Dr. Gunter does not mince words, nor does she sugarcoat the topic. Her prose is simple and well-written. She's explaining things like why women menstruate, when it starts, the painful aspects of menstruation, and what happens when it's supposed to be over.
Got a question? Girls and women will find the answers in this book. Nothing is off limits.
The book is not limited to the topic of menstruation, either. Gunter has included chapters on contraception and abortion. She refutes the arguments promoted by the right wing that contraception is nothing more than another form of abortion. If those folks have their way, women will be required to become pregnant. Who knew Margaret Atwood was such a seer.
In addition to the whys and wherefores of menstruation, Dr. Gunter dispels the myths revolving around menstrual products. Anyone who has ever been on the internet knows there is an unending supply of sites promoting menstrual products. Gunter has often found herself at odds with many who promote the myths and unnecessary and unhelpful products. Fortunately, she does not back down from criticizing the promoters of those products.
Gunter dispels many myths that have surrounded menstruation and menstrual products forever and that continue to plague women today. Gunter writes, “Myths about tampons and virginity are tall tales designed to frighten women into thinking their worth is related to men’s ignorance about the vagina.”
Gunter tackles the complexity of women’s biology and dispels the myths by providing the facts that women and girls need to make competent, realistic decisions about their health care. Denying knowledge of those facts is what male-dominated medical profession has perpetrated upon women for centuries. Gunter is determined to destroy the myth that women and girls are not able to make their own health care decisions.

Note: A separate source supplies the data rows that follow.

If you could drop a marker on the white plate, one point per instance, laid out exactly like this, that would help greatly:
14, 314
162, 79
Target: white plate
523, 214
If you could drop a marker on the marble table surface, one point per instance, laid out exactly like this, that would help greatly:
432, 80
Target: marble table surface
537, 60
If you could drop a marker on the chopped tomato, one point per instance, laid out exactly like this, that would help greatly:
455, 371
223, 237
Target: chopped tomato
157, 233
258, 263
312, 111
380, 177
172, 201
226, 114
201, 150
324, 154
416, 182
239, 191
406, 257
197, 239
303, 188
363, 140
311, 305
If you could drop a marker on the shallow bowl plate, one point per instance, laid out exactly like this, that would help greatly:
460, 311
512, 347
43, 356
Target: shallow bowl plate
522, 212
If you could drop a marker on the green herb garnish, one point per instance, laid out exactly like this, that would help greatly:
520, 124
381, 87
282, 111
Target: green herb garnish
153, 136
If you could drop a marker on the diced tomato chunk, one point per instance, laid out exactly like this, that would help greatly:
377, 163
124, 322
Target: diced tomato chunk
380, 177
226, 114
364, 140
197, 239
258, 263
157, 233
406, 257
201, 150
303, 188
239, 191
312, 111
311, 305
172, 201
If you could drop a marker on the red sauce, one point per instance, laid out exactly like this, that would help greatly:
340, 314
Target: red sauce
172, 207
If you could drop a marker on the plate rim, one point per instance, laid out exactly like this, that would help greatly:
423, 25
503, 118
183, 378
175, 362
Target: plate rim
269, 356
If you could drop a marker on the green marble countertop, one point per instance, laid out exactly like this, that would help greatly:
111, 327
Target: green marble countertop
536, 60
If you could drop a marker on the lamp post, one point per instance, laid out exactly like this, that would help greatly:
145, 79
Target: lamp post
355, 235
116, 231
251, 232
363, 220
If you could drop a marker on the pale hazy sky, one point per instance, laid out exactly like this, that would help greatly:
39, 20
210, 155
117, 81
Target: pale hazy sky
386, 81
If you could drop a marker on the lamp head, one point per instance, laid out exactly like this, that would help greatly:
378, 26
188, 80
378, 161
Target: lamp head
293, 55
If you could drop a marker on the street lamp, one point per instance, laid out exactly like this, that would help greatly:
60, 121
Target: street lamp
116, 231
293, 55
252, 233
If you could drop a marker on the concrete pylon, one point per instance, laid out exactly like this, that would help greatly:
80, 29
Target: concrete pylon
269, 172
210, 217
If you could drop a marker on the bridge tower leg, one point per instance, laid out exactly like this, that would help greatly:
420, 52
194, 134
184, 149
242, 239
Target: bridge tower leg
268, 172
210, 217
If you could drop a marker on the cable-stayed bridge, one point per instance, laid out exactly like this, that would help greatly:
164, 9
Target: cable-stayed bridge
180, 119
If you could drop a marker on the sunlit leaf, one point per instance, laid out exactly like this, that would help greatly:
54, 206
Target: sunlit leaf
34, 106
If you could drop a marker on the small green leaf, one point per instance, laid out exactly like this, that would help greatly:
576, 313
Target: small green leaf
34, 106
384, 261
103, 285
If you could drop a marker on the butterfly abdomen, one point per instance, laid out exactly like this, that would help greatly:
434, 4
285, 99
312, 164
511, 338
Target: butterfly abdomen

Gunter's books follow in the steps of those from the 1970s, Everything You Always Wanted to Know About Sex (But Were Afraid to Ask) and Our Bodies, Ourselves, which provided girls and women with answers to questions about their bodies and their health.
Blood is Dr. Gunter's third book on health issues that girls and women face. She began with The Vagina Bible and followed it with The Menopause Manifesto. This is a trifecta of books that deserves a prominent place on bookshelves for every girl and woman. Doctors would also benefit from reading and learning from them.
One wonders what Gunter’s planning to tackle next.